Elizabeth Makarewicz was up to her elbows in brightly colored peppers of all sizes and shapes. They bobbed in a huge galvanized tub full of water in front of her, getting their final rinse before being sorted and packed for a trip to two farmers markets.
Next to the peppers were buckets, totes, boxes and bags holding all manner of produce from multicolored beets to heirloom tomatoes and sunflower shoots.
Makarewicz was in the "pack room" with a handful of others who work for Stone's Throw Urban Farm, a small business that grows produce at 16 vacant lots in Minneapolis and St. Paul that have been converted to mini-farms.

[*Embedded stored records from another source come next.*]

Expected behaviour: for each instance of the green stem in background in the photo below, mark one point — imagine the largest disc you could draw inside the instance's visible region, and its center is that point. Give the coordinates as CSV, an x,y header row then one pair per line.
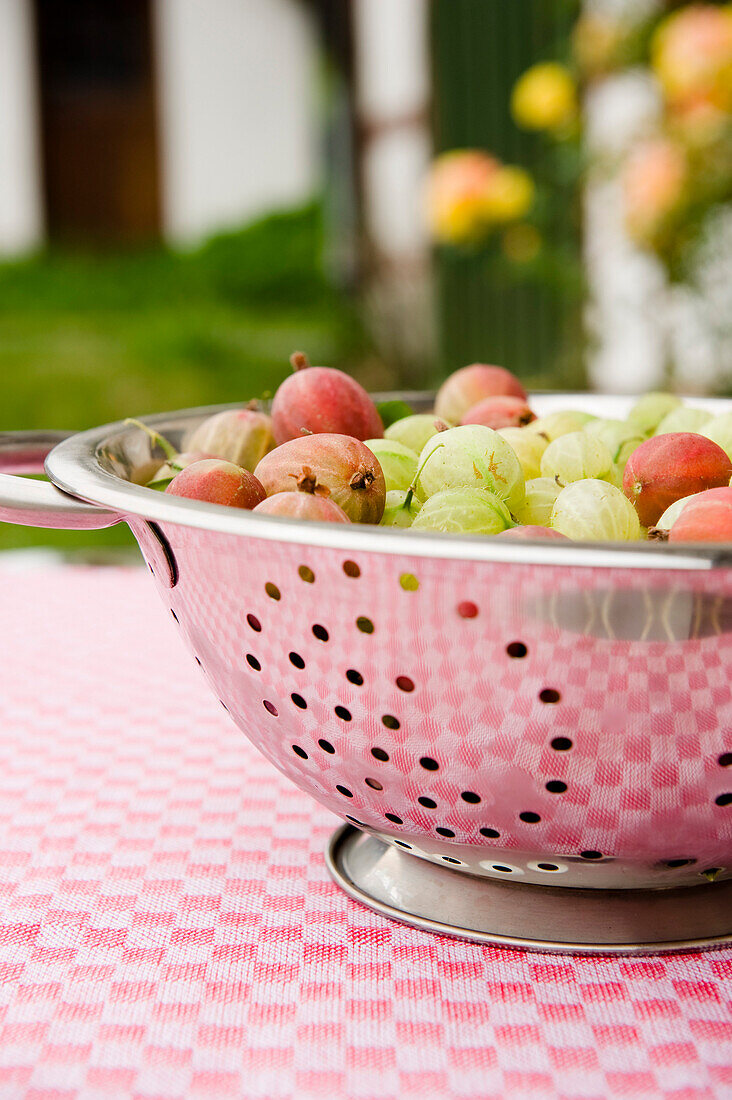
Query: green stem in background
x,y
159,440
413,487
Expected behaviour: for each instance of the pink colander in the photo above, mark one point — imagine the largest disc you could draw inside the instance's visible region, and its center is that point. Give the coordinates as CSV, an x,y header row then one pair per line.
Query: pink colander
x,y
532,743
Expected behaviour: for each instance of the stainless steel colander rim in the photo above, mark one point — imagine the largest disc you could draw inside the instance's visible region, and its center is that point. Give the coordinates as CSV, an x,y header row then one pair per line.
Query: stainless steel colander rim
x,y
74,465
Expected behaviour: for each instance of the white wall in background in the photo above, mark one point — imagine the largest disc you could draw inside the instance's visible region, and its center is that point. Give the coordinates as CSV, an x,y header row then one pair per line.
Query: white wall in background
x,y
21,218
393,95
238,111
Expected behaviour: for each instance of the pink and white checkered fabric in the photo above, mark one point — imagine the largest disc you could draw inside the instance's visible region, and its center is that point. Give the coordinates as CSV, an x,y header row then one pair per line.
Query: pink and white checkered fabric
x,y
168,932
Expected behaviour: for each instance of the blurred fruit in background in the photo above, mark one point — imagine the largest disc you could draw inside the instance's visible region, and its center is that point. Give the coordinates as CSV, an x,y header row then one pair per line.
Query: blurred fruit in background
x,y
545,98
469,194
654,182
691,56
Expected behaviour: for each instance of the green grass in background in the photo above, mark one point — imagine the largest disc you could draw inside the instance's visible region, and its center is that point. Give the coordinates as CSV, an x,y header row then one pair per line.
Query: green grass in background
x,y
88,339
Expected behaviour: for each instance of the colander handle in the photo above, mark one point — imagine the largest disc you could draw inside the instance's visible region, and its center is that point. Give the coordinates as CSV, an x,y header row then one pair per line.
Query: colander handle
x,y
35,503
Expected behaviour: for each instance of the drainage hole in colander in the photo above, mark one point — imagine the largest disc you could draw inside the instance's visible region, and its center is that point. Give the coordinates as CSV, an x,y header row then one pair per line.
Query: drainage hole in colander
x,y
561,744
548,868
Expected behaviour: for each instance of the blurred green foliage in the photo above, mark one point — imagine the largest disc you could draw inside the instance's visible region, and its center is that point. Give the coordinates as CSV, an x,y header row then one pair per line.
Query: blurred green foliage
x,y
526,317
88,339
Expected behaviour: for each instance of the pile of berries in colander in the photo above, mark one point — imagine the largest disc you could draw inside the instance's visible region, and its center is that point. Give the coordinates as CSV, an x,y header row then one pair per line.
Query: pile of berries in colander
x,y
480,464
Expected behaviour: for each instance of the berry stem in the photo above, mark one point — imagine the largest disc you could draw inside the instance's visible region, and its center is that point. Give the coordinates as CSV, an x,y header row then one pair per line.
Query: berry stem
x,y
299,361
159,440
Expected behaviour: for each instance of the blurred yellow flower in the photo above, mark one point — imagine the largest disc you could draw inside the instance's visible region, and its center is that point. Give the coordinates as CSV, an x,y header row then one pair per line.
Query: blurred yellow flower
x,y
510,195
691,56
545,98
654,185
456,196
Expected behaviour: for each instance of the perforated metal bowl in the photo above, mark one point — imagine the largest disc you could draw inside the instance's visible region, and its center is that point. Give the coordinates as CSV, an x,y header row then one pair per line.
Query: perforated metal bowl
x,y
531,716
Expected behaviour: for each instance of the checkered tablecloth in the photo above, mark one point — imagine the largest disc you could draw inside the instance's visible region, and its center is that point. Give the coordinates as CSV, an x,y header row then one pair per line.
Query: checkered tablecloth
x,y
168,932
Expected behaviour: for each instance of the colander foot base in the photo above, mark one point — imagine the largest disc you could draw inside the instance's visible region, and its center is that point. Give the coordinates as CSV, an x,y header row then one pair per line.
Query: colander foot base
x,y
534,917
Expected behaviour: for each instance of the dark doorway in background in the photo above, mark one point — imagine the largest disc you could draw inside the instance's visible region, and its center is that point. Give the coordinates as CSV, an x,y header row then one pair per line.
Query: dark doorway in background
x,y
98,120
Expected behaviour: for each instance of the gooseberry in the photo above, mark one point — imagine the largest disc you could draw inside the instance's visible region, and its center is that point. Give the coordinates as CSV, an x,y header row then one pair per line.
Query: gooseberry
x,y
463,512
218,482
239,436
470,457
414,431
706,518
399,463
666,468
535,509
594,510
303,506
501,411
575,457
331,465
321,399
469,385
528,447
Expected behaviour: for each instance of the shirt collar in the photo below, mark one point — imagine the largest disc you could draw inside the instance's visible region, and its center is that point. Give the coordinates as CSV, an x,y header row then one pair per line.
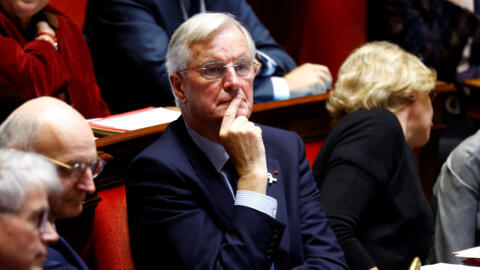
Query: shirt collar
x,y
214,151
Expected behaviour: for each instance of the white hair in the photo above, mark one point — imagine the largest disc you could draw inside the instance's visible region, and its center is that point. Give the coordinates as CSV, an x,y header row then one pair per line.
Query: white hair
x,y
22,172
197,29
19,131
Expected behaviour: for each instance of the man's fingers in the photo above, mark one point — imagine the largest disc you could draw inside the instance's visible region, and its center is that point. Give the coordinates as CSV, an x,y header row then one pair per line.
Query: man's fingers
x,y
231,112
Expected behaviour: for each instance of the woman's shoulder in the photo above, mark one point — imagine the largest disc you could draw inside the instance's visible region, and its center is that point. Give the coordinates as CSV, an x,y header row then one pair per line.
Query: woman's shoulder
x,y
377,121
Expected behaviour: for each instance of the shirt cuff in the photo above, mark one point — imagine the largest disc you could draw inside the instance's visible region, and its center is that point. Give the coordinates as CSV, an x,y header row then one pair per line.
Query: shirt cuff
x,y
280,88
257,201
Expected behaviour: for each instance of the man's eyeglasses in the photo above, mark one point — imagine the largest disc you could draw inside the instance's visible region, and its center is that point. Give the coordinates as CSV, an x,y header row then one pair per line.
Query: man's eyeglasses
x,y
216,71
76,170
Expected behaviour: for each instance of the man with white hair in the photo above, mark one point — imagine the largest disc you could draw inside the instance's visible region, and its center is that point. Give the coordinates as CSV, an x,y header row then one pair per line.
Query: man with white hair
x,y
217,191
25,181
54,129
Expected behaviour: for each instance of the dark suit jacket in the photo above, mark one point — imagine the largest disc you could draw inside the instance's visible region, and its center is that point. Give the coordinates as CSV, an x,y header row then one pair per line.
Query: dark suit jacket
x,y
370,187
434,30
60,256
129,41
182,215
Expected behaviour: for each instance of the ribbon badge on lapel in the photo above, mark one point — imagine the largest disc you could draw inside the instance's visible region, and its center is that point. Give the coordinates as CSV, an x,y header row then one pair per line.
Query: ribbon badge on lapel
x,y
271,179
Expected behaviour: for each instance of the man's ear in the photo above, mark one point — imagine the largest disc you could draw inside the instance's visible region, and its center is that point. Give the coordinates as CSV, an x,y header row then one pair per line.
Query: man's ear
x,y
178,86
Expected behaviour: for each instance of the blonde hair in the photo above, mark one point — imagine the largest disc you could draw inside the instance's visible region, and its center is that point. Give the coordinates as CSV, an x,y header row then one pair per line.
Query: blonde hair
x,y
379,74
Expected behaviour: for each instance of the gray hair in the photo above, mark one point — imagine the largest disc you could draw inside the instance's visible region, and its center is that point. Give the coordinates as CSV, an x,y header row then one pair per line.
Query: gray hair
x,y
22,172
19,131
197,29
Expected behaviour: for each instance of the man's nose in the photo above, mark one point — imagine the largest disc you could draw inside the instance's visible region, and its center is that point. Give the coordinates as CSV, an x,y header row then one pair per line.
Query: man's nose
x,y
49,234
231,81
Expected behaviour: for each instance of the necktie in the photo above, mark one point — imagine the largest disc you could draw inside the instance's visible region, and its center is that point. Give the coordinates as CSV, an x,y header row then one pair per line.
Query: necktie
x,y
231,173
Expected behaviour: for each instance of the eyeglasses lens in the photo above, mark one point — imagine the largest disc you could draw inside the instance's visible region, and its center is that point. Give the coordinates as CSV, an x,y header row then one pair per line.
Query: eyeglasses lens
x,y
215,71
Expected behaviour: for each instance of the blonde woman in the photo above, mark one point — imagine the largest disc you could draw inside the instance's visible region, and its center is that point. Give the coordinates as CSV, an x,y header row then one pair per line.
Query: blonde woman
x,y
366,171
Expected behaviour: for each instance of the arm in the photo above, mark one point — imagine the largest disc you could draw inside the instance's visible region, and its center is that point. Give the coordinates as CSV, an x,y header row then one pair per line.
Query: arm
x,y
321,248
33,70
350,187
457,192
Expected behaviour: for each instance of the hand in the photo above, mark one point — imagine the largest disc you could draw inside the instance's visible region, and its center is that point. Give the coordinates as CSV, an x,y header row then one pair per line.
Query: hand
x,y
308,79
244,144
46,32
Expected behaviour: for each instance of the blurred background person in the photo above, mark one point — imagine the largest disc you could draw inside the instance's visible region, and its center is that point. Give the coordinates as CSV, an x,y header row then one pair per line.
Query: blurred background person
x,y
54,129
44,54
129,41
457,194
366,170
25,181
443,33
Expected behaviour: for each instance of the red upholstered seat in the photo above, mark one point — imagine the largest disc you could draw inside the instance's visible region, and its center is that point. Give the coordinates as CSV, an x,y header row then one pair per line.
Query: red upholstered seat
x,y
110,246
312,150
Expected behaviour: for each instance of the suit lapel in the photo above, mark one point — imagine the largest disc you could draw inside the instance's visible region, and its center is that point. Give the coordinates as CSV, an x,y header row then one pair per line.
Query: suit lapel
x,y
210,182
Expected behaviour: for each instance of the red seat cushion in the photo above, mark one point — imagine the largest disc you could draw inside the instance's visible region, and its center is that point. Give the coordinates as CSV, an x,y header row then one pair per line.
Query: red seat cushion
x,y
312,150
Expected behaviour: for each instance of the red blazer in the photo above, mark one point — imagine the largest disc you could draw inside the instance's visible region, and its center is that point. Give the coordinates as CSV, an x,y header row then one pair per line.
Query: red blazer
x,y
34,68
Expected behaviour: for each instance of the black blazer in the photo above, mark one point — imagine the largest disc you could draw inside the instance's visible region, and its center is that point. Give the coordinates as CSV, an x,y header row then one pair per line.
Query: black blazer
x,y
370,188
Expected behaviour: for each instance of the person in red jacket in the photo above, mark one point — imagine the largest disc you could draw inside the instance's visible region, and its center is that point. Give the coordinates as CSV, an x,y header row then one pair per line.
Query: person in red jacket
x,y
44,54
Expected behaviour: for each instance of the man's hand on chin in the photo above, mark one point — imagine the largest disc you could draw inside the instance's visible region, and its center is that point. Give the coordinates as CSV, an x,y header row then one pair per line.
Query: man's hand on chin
x,y
244,144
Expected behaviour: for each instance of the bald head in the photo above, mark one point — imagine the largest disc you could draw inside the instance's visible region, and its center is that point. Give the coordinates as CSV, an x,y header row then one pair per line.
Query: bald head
x,y
44,115
54,129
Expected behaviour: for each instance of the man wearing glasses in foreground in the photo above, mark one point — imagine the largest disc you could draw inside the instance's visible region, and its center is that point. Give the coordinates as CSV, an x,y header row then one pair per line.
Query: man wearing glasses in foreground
x,y
55,130
25,181
187,208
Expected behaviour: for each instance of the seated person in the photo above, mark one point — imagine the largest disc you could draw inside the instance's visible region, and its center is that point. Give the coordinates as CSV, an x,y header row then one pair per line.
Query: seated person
x,y
129,41
443,33
457,192
25,181
366,170
217,191
44,54
57,131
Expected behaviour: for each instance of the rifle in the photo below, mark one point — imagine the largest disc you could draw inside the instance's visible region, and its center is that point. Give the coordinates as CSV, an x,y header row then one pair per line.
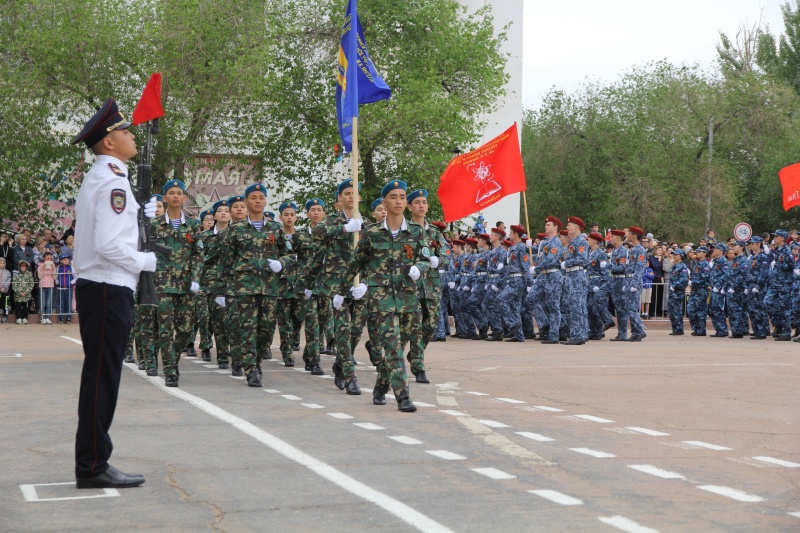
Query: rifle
x,y
146,290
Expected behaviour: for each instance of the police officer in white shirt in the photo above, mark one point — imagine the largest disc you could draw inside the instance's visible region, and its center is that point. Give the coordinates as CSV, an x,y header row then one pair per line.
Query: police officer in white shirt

The 4-year-old urban farm is still an experiment of sorts, testing whether a commercial farm can make it in the city. Stone's Throw has been working at it since 2011, when three smaller farms pooled their resources and merged. And it passed a major hurdle this summer by becoming certified as an organic farm — the first urban farm in Minnesota to achieve that status.
The farm hopes the new designation will open up even more markets.
Urban agriculture has always been part of cities, said Julie Dawson, assistant professor of horticulture at the University of Wisconsin-Madison and a specialist in urban and regional food systems.
"What's fairly new is that there's more interest and more public recognition that urban agriculture can bring benefits to the city, regardless of whether you're the one farming or not," she said.
Those benefits include green space and better aesthetics in communities, she said, and "food sovereignty," which means options for people in neighborhoods that don't have grocery stores. "Those are places where people rely on corner stores which can't necessarily get the best produce because they don't have enough volume or turnover or cooler space," Dawson said.